Researchers at the Molecular Sciences Institute in Berkeley, Calif., have come up with a way to detect very low-abundance proteins by using tadpole-shaped protein-DNA chimeras which can be amplified using PCR.

According to Roger Brent, the director of the laboratory where the studies were conducted, the protein-DNA tadpoles can offer a limit of detection that is 109 lower than the traditional ELISA approach.

“Mass spectrometry methods can’t easily detect low-abundance stuff,” said Brent, whose study, led by research fellow Ian Burbulis, is published in the January issue of Nature Methods. “With this method, we could detect as few as 600 molecules with 95-percent confidence.”

The tadpole tool consists of a “head” made up of a protein element, such as an antibody, that has targeted affinity for a specific molecule.

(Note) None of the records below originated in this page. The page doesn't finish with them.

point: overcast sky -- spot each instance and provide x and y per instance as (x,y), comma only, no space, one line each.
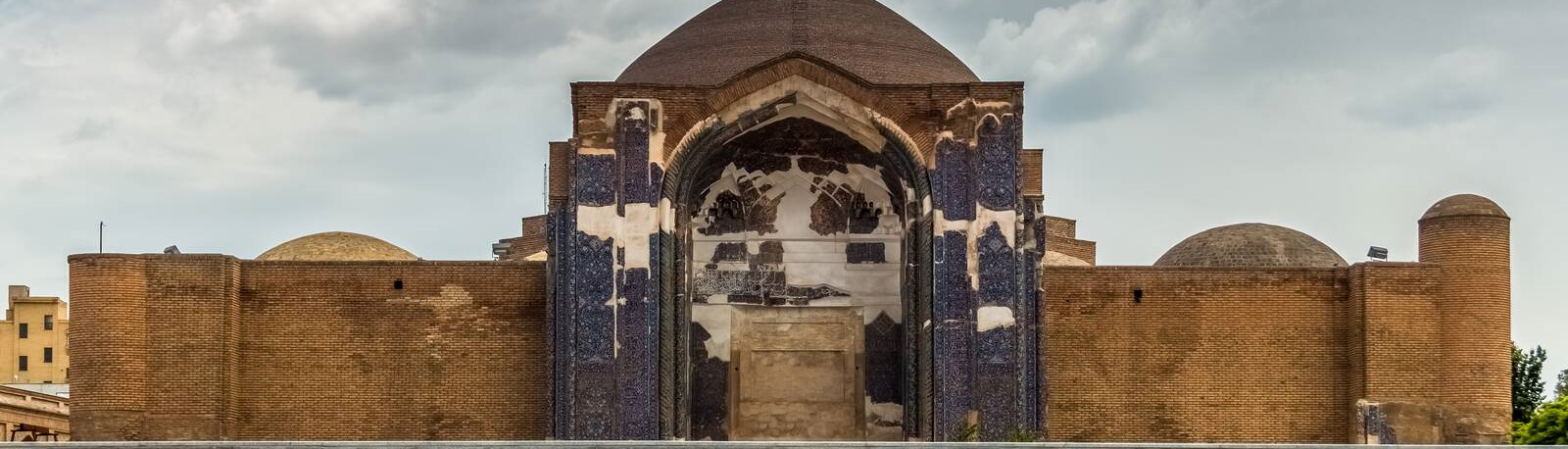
(234,125)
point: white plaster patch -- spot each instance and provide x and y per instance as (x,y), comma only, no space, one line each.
(666,216)
(598,222)
(642,222)
(883,412)
(993,318)
(715,321)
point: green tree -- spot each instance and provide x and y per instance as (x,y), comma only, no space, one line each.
(1562,383)
(1529,388)
(1549,425)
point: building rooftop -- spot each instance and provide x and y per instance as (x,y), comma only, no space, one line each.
(1250,245)
(1465,204)
(337,247)
(861,36)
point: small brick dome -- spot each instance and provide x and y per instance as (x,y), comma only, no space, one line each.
(1250,245)
(337,247)
(861,36)
(1462,206)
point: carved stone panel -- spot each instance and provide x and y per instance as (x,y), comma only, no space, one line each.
(797,374)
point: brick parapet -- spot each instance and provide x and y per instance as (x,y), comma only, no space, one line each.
(1199,357)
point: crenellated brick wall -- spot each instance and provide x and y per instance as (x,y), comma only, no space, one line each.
(212,347)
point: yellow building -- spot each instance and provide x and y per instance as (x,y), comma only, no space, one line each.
(33,339)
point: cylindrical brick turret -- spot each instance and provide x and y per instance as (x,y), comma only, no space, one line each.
(109,346)
(1470,237)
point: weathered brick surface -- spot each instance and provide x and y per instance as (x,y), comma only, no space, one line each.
(336,352)
(212,347)
(1474,316)
(1206,355)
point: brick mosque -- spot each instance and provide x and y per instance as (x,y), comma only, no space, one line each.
(804,220)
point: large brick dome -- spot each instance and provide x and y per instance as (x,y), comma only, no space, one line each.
(1250,245)
(337,247)
(861,36)
(1465,204)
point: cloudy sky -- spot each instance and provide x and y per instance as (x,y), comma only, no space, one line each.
(232,125)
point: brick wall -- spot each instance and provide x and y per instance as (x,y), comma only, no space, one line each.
(1204,355)
(109,336)
(212,347)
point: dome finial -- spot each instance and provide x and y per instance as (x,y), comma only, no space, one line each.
(336,247)
(859,36)
(1250,245)
(1465,204)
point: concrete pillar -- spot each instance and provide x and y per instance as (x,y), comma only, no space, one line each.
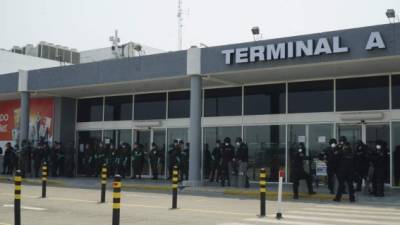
(194,72)
(25,109)
(195,130)
(24,117)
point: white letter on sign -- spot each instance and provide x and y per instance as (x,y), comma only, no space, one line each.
(375,41)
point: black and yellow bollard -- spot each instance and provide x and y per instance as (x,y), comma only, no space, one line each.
(263,184)
(17,200)
(175,178)
(44,179)
(116,199)
(103,183)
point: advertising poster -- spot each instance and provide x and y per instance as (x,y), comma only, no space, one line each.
(40,120)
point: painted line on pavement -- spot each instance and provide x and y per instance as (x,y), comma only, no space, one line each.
(25,207)
(283,221)
(351,215)
(352,211)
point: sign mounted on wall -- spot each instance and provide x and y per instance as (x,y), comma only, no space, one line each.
(296,49)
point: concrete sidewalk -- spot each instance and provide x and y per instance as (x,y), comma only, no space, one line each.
(209,189)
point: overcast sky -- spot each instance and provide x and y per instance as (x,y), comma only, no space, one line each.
(87,24)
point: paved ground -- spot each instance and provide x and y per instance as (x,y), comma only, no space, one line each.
(66,206)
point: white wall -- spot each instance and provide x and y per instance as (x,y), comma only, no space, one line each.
(11,62)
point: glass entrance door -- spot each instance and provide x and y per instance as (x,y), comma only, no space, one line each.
(369,134)
(146,138)
(352,132)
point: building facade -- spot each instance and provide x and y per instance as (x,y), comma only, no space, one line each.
(274,94)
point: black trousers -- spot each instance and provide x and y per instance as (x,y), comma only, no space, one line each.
(331,172)
(345,179)
(301,175)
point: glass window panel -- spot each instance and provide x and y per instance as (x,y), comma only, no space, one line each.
(179,104)
(296,135)
(310,96)
(265,99)
(150,106)
(319,136)
(396,153)
(266,149)
(367,93)
(396,92)
(90,110)
(381,133)
(211,135)
(118,108)
(223,102)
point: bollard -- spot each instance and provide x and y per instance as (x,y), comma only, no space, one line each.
(116,199)
(175,187)
(17,200)
(103,183)
(44,179)
(281,176)
(263,184)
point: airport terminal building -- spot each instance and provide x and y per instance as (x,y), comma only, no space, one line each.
(273,93)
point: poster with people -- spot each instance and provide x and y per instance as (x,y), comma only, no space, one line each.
(40,120)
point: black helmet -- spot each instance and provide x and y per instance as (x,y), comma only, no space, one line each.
(343,139)
(227,140)
(332,141)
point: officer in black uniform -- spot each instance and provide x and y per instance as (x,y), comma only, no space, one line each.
(242,157)
(37,157)
(154,157)
(345,172)
(361,164)
(227,156)
(331,156)
(215,162)
(172,153)
(137,160)
(298,171)
(185,160)
(380,161)
(69,159)
(8,159)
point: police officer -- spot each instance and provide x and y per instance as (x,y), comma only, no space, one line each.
(361,164)
(172,159)
(69,159)
(37,157)
(100,158)
(185,160)
(379,159)
(227,156)
(8,159)
(137,160)
(215,162)
(298,171)
(89,159)
(242,157)
(154,157)
(331,156)
(58,158)
(345,171)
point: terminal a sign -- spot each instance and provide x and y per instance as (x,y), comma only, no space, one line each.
(296,49)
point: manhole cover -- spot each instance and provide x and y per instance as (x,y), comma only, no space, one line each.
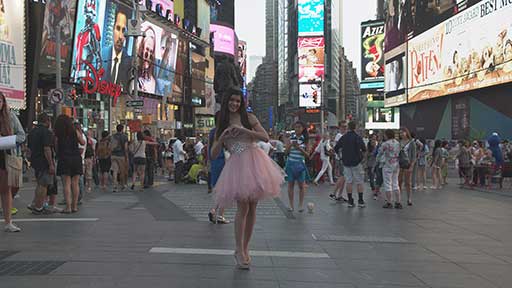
(5,254)
(17,268)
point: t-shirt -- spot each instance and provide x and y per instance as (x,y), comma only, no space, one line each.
(139,149)
(39,138)
(118,144)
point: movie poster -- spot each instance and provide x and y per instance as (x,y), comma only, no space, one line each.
(57,13)
(149,53)
(372,49)
(311,17)
(12,46)
(311,52)
(310,95)
(471,50)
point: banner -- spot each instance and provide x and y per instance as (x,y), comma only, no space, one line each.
(469,51)
(311,52)
(311,17)
(57,13)
(372,51)
(12,56)
(310,95)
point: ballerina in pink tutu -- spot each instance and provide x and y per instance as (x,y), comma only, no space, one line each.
(249,175)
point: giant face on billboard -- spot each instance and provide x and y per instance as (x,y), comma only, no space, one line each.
(468,51)
(372,48)
(57,12)
(311,17)
(310,95)
(311,52)
(12,60)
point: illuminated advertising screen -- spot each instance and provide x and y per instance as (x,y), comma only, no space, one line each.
(163,8)
(380,117)
(223,39)
(311,17)
(311,52)
(395,77)
(468,51)
(100,46)
(12,60)
(57,12)
(372,49)
(310,95)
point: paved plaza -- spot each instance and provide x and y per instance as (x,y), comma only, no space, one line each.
(161,238)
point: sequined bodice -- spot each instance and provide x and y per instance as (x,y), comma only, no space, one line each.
(240,144)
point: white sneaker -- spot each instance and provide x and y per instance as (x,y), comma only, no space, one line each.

The “tail” of the tadpole consists of a DNA tag that enables PCR-based quantification.

The tail and head are joined by exploiting the natural phenomena of inteins — peptides that excise themselves from a polypeptide chain. Once the intein excises itself, it leaves a peptide with a C-terminal end that would naturally join up with a cysteine amino acid, Brent explained. But instead of the cysteine, the peptide is “tricked” into binding with a DNA attached to a cysteine-like moiety.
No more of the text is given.